As an author, a figure, and as an author who relied on figurations of himself as a primary device, Mishima Yukio (1925–1970) has existed in a complex relationship to criticism and literary history. Criticism of Mishima's work and life has often taken for granted the network of configurations, referrals, and affective structures set up by Mishima himself, and thus more often than not participates in the continuation and concretization of the Mishima myth. I argue that Taiyô to tetsu (Sun and Steel, 1968) contains a glimpse into the construction of this discursive machine, and that this work has largely been misread as what it purports to be: a kind of autobiography. Instead, Taiyô to tetsu is itself a reproduction schema for the project at its center: the careful correlation of Mishima the historical figure and Mishima as self-figured in his work. The theorizations of subjectivation, visuality, and collectivity in the text trace this project through its formation.
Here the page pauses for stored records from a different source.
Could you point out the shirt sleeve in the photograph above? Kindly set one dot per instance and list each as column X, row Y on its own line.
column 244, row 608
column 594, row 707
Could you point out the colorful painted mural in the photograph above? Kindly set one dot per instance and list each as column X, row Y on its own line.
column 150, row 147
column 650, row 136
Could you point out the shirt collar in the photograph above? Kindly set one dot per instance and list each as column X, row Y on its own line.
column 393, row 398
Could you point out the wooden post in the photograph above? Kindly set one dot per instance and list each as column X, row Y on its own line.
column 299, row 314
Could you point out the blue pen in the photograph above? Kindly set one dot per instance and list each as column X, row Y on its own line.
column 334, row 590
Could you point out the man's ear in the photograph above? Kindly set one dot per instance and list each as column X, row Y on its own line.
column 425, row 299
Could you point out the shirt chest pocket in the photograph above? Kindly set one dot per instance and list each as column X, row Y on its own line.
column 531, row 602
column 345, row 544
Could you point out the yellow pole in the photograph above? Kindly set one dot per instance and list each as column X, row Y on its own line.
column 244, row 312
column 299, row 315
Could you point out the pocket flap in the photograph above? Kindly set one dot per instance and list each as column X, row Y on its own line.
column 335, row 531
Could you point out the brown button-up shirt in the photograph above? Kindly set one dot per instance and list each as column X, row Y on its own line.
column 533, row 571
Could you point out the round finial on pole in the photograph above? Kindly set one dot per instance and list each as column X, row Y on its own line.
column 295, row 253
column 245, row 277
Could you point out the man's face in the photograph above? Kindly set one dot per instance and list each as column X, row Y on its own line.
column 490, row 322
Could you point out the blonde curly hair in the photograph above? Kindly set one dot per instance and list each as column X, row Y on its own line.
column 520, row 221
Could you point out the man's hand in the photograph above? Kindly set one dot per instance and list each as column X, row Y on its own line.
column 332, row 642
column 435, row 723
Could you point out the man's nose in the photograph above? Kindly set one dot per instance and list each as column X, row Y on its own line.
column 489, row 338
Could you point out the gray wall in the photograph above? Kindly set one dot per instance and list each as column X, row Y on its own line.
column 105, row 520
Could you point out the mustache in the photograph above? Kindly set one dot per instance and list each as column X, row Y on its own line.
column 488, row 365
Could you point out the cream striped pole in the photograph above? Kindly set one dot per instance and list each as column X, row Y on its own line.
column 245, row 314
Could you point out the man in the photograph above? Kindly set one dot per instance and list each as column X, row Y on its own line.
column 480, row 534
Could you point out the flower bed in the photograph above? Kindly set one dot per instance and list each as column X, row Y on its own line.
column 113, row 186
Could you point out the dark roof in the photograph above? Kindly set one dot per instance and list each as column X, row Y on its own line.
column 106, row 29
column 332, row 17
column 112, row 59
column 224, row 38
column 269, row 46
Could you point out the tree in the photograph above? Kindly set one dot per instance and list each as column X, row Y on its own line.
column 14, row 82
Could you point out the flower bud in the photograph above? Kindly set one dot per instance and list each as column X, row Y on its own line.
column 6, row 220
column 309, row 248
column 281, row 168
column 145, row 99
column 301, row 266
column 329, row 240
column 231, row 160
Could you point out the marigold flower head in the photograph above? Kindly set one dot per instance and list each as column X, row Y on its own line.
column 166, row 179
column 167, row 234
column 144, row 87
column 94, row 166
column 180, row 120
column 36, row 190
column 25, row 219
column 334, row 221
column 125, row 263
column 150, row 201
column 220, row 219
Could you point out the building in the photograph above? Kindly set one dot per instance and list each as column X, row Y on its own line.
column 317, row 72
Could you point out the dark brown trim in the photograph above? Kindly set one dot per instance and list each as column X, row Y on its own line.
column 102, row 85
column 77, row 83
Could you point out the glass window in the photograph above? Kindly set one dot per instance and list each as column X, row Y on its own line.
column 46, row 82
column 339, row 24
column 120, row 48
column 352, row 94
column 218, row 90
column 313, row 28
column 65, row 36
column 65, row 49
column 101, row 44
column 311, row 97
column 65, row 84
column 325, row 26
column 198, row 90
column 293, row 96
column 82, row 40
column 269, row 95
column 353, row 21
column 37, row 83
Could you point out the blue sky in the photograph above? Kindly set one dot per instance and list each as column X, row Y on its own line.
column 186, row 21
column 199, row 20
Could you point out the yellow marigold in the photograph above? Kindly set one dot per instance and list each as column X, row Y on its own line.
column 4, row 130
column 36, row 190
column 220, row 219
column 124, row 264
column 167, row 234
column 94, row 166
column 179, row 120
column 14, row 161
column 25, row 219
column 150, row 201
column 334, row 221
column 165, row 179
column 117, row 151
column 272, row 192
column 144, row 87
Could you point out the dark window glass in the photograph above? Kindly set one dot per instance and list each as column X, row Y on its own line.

By explicitly setting up this machine in his text, Mishima carefully ensured that even oppositional readings of his work would be co-opted into service on behalf of the discourse of his own myth. After drawing out the theoretical structures of Taiyô to tetsu, I conclude by suggesting that in terms of its relation to criticism and literary history, Mishima's project and the problematic posed by it closely parallels the question of the emperor-system (tennôsei) and its own problems of cultural representation.